Question: How can I see if the drives behind the hardware raid card using LSI has any reported error or not?
Solution
First, to find out if your drive raid arrays are optimal or not, you may run the following command:
[root@bd4 ~]# /opt/MegaRAID/MegaCli/MegaCli64 -LDInfo -Lall -aAll Adapter 0 -- Virtual Drive Information: Virtual Drive: 0 (Target Id: 0) Name :dr1 RAID Level : Primary-1, Secondary-0, RAID Level Qualifier-0 Size : 931.0 GB Sector Size : 512 Mirror Data : 931.0 GB State : Optimal Strip Size : 64 KB Number Of Drives : 2 Span Depth : 1 Default Cache Policy: WriteThrough, ReadAheadNone, Direct, No Write Cache if Bad BBU Current Cache Policy: WriteThrough, ReadAheadNone, Direct, No Write Cache if Bad BBU Default Access Policy: Read/Write Current Access Policy: Read/Write Disk Cache Policy : Enabled Encryption Type : None Default Power Savings Policy: Controller Defined Current Power Savings Policy: None Can spin up in 1 minute: No LD has drives that support T10 power conditions: No LD's IO profile supports MAX power savings with cached writes: No Bad Blocks Exist: No Is VD Cached: No Virtual Drive: 1 (Target Id: 1) Name : RAID Level : Primary-1, Secondary-0, RAID Level Qualifier-0 Size : 465.25 GB Sector Size : 512 Mirror Data : 465.25 GB State : Optimal Strip Size : 64 KB Number Of Drives : 2 Span Depth : 1 Default Cache Policy: WriteThrough, ReadAheadNone, Direct, No Write Cache if Bad BBU Current Cache Policy: WriteThrough, ReadAheadNone, Direct, No Write Cache if Bad BBU Default Access Policy: Read/Write Current Access Policy: Read/Write Disk Cache Policy : Enabled Encryption Type : None Default Power Savings Policy: Controller Defined Current Power Savings Policy: None Can spin up in 1 minute: Yes LD has drives that support T10 power conditions: No LD's IO profile supports MAX power savings with cached writes: No Bad Blocks Exist: No Is VD Cached: No Exit Code: 0x00
This shall result in a key called ‘State’, which would say ‘Optimal’ if the raid is healthy. Although, it is possible that your drives have reported a few errors which might indicate a potential drive failure, which hasn’t been picked up by the RAID state yet. These errors are available under the following command:
/opt/MegaRAID/MegaCli/MegaCli64 pdlist a0
The above command lists the drive details. There are 3 error/failure counts, which are important to notice are ‘Media Error Count’, ‘Other Error Count’, and ‘Predictive Failure Count’. If you are seeing the number is changing quickly a few sets of times, then you should look at the drive status closely, as it seems to be producing a hardware failure soon. I have seen several times in my life, that the raid state saying it is ‘Optimal’, but the Media error was reported, soon after, we found the drive was actually failing.
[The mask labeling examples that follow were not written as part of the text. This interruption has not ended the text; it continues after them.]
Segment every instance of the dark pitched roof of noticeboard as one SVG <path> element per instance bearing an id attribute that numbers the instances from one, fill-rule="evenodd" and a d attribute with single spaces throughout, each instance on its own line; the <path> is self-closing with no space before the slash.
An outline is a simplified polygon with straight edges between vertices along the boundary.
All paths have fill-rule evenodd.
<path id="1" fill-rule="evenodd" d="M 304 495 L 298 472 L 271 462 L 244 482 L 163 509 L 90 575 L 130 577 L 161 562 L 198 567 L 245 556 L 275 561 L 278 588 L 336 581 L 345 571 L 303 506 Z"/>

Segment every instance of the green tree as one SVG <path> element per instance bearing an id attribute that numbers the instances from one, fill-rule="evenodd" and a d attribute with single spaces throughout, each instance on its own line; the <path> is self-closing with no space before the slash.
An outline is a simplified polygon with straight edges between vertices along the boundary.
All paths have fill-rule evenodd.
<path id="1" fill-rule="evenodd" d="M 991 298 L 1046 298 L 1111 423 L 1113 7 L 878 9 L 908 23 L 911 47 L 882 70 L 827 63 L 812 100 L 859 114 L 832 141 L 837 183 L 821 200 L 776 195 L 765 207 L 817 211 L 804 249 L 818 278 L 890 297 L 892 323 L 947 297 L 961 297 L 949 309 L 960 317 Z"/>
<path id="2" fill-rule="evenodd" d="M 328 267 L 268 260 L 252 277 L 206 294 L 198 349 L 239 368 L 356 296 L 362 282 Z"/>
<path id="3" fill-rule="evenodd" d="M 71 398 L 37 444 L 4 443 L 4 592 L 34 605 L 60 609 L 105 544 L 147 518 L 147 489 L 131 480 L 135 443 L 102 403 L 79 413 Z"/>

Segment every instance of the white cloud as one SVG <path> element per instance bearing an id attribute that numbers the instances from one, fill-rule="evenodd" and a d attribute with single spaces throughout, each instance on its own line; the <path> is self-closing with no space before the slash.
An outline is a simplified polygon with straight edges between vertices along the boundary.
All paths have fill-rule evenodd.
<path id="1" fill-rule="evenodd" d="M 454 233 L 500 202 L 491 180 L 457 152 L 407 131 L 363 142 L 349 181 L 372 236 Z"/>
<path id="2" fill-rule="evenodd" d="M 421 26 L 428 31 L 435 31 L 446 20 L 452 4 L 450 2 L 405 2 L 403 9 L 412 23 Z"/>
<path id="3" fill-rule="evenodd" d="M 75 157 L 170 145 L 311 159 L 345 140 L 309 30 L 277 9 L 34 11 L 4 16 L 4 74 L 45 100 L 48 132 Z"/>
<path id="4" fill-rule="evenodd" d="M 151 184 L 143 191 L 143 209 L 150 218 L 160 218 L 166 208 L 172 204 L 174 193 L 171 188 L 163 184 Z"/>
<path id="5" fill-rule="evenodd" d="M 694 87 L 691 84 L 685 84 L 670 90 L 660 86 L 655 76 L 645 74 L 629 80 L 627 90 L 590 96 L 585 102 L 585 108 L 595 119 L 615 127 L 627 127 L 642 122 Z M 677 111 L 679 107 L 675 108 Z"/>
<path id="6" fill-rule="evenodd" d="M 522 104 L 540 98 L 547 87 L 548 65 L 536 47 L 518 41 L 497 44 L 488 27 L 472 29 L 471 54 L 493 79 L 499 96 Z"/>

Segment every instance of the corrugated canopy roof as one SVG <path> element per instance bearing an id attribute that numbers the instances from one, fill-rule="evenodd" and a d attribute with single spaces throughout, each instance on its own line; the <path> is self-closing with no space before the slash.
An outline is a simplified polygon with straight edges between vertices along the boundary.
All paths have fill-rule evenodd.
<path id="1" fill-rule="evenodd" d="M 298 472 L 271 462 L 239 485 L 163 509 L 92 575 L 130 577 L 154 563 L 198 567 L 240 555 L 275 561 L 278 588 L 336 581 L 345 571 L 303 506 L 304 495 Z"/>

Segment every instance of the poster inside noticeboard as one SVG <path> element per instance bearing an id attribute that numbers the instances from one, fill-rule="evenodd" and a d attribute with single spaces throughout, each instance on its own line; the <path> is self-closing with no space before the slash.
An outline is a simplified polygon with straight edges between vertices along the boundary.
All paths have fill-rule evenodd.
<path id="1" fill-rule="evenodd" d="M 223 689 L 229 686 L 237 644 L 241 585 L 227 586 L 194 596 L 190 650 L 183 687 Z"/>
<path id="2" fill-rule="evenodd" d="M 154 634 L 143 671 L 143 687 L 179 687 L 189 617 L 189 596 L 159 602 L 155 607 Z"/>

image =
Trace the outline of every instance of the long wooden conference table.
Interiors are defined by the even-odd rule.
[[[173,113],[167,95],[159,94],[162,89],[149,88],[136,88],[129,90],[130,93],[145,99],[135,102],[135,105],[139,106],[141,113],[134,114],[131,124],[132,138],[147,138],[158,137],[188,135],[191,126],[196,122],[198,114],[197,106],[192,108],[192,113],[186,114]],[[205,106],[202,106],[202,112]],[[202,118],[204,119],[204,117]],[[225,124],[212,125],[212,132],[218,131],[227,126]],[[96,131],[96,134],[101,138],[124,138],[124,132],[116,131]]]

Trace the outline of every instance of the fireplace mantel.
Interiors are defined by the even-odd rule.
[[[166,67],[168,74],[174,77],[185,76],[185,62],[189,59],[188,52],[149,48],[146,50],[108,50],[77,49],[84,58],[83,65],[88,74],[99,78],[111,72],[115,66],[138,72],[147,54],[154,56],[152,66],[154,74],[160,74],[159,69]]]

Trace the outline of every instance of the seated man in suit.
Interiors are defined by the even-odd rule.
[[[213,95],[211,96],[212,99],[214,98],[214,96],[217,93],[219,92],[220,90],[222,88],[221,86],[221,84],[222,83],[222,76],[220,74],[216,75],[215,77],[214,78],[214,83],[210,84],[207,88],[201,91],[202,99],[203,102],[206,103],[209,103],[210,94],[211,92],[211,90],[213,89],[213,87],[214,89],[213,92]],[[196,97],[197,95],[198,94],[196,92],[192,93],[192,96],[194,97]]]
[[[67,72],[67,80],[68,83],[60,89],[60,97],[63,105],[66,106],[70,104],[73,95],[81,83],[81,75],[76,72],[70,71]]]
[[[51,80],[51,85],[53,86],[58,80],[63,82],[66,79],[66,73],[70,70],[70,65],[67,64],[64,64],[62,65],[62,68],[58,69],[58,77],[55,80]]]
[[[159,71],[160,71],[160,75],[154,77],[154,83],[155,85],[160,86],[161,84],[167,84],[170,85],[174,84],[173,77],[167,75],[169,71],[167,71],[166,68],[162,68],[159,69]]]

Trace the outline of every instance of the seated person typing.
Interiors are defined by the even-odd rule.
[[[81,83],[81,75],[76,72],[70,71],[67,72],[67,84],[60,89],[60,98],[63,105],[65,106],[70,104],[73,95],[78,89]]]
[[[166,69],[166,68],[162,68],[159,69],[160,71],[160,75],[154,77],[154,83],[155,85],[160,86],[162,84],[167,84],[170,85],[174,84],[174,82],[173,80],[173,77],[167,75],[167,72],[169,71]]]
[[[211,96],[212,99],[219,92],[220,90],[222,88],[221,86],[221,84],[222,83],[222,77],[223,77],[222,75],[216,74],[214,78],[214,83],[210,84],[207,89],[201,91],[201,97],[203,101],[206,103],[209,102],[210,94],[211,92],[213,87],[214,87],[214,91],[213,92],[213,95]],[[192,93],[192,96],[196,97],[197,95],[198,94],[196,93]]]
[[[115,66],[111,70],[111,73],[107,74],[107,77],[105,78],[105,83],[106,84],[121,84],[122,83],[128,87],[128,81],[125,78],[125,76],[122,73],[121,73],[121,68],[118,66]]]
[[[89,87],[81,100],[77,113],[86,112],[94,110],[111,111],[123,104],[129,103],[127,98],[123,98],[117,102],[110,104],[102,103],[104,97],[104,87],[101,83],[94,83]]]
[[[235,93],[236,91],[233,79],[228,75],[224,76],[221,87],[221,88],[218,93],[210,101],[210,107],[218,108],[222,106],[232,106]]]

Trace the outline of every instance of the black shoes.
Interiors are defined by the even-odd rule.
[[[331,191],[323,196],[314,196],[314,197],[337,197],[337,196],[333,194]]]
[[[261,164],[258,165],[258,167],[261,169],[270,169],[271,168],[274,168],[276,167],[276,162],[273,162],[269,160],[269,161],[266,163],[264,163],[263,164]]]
To find out error counts in one go, you may use the following:
[root@bd4 ~]# /opt/MegaRAID/MegaCli/MegaCli64 pdlist a0 | grep -i "Predictive Failure Count" -B 6 Enclosure position: 1 Device Id: 2 WWN: 5000c5002834a246 Sequence Number: 2 Media Error Count: 0 Other Error Count: 0 Predictive Failure Count: 0 -- Enclosure position: 1 Device Id: 3 WWN: 5000c500461c9ec6 Sequence Number: 2 Media Error Count: 0 Other Error Count: 0 Predictive Failure Count: 0 -- Enclosure position: N/A Device Id: 0 WWN: 4154412020202020 Sequence Number: 2 Media Error Count: 0 Other Error Count: 0 Predictive Failure Count: 0 -- Enclosure position: N/A Device Id: 1 WWN: 4154412020202020 Sequence Number: 2 Media Error Count: 0 Other Error Count: 0 Predictive Failure Count: 0
Look at the count sections it has returned. Hope this helps.